Jasmin Ruiz, Reporter

In January, Shanna Peeples, teacher at Palo Duro High School, was awarded Texas Teacher of the year for 2015 and was one of the four finalists for Teacher of the Year in the nation. Becoming teacher of the year requires one to inspire all students to learn, have respect for all students, parents and colleagues, and play an active role in the community and the school.

This award is said to be one of the oldest and most prestigious award programs for public teachers. For the first time in district history, former West Texas A&M University alumna and English teacher Shanna Peeples was awarded the National Teacher of the Year award on April 27, 2015.

Peeples graduated with a Bachelor of Arts from WT and has been a teacher for 12 years. Before she was a teacher, she worked many jobs including dog sitting and working in the field of journalism. She currently teaches at Palo Duro High School in Amarillo, where most of her students come from traumatic backgrounds and are refugees

“My students, survivors of deep and debilitating trauma, have shaped the kind of teacher I am,” Peeples said. “They have taught me to never make promises I can’t keep because so many already have learned to see the world through suspicious eyes. Palo Duro High School is a Title I school, which means that the majority of the students who attend this school live in poverty, but aside from that, it was never an excuse to give students a poor education.“

“I will always be proud to be from Palo Duro,” Tania Fuentes, junior Criminal Justice major, said. “Everyone in that school has a different story and we are all from diverse cultures and backgrounds.

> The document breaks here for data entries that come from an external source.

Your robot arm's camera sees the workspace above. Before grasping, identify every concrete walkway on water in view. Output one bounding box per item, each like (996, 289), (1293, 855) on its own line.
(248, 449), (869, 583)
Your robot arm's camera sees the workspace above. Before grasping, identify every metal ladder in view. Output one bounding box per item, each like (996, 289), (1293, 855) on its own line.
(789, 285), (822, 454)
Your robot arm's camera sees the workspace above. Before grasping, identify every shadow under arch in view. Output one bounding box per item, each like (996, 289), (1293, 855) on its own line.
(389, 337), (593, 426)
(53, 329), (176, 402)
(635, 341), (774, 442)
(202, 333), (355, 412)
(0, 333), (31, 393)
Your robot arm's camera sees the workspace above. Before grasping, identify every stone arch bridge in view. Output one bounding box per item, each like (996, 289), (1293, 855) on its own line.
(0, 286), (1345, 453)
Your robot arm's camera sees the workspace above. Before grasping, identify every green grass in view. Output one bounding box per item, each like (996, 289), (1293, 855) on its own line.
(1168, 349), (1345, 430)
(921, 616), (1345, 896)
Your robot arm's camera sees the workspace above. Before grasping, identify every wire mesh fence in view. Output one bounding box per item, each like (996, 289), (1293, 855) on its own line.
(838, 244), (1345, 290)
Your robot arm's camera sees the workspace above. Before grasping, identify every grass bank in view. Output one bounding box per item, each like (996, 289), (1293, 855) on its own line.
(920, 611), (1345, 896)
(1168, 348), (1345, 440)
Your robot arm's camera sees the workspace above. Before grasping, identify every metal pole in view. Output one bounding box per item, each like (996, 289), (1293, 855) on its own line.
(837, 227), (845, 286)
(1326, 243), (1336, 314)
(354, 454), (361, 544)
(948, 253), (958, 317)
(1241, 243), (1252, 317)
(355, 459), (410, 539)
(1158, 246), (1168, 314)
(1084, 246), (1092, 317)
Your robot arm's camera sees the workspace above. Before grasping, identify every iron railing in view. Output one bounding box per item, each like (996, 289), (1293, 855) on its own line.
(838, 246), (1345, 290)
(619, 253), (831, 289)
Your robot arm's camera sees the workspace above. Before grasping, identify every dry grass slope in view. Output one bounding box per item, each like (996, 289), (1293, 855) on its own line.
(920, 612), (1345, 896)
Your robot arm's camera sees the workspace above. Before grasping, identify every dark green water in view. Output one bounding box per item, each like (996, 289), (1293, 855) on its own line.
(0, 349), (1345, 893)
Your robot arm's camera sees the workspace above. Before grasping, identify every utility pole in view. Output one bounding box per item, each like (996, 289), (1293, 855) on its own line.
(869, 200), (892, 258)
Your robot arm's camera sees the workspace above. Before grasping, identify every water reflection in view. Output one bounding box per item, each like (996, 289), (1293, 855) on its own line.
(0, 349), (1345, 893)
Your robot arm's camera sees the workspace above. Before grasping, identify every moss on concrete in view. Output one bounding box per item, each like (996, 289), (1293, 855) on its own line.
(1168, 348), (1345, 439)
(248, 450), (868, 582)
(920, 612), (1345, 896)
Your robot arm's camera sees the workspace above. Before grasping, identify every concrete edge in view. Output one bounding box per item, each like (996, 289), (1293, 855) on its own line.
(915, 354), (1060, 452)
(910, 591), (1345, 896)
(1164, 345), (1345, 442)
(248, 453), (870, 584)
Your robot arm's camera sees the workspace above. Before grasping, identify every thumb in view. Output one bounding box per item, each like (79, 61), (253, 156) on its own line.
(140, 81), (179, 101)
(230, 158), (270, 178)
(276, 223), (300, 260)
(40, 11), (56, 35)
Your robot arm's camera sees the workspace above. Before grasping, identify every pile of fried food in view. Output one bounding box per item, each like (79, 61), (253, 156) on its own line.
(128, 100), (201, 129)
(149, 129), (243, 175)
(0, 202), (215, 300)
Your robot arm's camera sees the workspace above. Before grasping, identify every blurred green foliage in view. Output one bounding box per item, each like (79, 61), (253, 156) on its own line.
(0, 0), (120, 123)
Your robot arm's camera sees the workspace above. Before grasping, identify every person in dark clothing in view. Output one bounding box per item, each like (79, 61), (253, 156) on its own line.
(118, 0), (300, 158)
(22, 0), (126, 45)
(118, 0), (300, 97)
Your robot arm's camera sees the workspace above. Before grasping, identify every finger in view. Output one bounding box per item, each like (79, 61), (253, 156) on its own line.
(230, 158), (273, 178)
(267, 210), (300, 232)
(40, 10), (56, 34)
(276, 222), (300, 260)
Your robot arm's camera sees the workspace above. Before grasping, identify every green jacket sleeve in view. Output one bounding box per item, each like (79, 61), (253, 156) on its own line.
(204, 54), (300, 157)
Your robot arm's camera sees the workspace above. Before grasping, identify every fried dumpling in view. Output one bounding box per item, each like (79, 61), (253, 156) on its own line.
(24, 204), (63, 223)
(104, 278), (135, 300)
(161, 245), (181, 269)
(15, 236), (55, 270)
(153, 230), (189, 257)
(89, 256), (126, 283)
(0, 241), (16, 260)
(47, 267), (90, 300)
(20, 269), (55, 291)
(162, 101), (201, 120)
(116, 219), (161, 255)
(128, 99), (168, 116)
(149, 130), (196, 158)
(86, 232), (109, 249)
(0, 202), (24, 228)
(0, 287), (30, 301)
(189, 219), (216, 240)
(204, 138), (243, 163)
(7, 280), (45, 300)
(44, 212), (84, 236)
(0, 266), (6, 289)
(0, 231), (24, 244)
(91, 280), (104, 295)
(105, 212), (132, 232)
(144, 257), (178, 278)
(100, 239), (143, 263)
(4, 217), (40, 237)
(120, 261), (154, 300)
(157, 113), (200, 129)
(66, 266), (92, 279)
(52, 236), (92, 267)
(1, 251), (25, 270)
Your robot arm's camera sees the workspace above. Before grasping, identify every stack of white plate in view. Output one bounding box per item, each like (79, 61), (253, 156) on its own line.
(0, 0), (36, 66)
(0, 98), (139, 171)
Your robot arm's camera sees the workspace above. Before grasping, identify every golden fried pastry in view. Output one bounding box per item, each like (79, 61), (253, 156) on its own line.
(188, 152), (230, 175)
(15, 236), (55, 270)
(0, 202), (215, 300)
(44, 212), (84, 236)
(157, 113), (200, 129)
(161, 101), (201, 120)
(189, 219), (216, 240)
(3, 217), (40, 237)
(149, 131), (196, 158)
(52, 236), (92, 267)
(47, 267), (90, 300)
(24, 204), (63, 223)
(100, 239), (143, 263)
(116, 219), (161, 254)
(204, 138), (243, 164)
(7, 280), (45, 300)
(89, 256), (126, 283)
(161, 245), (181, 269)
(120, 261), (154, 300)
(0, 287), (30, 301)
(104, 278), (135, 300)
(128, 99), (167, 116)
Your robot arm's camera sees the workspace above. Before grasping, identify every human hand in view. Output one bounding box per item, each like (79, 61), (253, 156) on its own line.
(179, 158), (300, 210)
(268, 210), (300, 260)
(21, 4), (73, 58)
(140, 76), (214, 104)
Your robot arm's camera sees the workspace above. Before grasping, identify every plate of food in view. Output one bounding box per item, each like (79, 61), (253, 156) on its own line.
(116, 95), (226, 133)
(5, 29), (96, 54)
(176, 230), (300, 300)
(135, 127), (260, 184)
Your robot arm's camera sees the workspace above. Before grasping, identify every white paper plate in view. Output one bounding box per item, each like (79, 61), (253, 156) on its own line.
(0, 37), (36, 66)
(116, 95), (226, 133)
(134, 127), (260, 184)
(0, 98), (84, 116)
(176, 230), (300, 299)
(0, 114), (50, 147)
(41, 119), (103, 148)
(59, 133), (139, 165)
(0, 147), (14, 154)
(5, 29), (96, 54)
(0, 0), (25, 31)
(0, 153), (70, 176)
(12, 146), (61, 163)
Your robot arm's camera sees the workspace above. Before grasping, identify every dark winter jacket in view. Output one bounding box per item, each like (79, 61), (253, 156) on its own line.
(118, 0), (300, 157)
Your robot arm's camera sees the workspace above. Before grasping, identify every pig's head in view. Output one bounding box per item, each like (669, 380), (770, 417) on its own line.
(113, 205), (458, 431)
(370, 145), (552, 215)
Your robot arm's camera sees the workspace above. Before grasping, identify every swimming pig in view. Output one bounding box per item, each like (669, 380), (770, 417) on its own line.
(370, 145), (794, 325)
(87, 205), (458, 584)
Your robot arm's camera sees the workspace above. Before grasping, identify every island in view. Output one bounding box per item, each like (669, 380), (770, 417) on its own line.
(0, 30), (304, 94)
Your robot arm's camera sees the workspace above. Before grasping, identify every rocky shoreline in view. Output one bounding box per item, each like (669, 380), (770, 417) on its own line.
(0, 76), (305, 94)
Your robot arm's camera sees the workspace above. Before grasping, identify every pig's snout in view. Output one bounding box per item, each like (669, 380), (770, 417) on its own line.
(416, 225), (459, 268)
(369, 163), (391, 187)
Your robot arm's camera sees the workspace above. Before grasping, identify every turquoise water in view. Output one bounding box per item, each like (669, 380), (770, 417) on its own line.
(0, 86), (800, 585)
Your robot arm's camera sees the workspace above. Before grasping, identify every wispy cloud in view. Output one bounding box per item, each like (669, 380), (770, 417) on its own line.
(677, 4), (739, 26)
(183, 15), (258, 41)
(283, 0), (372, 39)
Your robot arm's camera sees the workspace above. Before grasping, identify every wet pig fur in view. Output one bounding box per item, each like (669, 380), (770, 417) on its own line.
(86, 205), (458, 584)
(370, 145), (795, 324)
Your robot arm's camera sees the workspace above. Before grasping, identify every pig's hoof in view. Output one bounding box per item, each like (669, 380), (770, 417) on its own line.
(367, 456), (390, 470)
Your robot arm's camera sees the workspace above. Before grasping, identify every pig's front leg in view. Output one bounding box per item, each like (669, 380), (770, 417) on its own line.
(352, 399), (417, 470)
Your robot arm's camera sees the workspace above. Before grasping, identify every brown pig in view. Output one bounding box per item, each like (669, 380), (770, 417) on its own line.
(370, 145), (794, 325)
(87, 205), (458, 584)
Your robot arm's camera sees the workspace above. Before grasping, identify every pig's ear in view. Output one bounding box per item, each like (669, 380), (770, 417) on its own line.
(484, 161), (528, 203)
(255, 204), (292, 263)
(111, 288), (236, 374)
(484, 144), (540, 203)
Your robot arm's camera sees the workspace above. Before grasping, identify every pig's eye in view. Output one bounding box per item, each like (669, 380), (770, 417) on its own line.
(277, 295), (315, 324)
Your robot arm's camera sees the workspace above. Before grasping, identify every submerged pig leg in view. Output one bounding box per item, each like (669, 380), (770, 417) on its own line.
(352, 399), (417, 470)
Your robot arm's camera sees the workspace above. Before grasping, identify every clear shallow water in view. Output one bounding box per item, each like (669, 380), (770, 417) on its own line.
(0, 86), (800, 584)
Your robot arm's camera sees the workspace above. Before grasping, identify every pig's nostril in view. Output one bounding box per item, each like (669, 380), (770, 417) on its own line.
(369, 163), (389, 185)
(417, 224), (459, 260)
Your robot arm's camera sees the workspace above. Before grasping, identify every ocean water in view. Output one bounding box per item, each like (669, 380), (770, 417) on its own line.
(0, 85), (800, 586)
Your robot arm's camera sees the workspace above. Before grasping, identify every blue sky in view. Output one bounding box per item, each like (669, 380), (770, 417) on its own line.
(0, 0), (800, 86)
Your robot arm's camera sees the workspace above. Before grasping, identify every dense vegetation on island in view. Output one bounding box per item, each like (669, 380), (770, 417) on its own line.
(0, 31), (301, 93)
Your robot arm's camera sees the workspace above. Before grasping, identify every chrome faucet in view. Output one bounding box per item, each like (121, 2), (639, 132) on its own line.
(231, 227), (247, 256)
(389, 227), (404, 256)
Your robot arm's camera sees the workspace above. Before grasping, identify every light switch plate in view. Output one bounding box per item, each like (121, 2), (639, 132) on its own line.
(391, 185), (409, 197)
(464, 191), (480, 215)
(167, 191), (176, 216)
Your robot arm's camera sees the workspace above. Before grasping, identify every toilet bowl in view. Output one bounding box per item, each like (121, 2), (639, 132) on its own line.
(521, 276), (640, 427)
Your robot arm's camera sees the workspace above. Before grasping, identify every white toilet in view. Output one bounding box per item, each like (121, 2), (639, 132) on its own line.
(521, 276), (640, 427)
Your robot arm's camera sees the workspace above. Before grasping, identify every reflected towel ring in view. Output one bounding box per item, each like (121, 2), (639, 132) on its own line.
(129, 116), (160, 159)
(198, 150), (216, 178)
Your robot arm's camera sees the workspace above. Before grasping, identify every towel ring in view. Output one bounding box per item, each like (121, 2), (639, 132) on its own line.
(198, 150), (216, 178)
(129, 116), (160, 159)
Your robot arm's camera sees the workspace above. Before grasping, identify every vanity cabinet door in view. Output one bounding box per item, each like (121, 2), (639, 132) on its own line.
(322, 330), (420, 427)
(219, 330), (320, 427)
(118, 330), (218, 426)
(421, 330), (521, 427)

Fuentes was one of Shanna Peeples’ students and said she was very happy when she found out Peeples won the Teacher of the Year honor. Peeples helped her with her essays while in high school, as well as essays that Fuentes needed for college and in her college career.

“All the teachers are great and they want to help us better ourselves,” Fuentes said.

Margo Maldonado, junior Education major, said she was influenced by Peeples and hopes to one day impact students’ lives as much as Peeples impacted hers.

“As a teacher to be, I look up to her,” Maldonado said. “As a teenage mom, I hope to relate to the students I’ll be teaching, and I just pray I can be as helpful and encouraging as Mrs. Peeples. It takes a strong teacher to work in a school like PD.”

Peeples recently accepted her award at the White House and will now travel as a spokesperson for the teaching profession.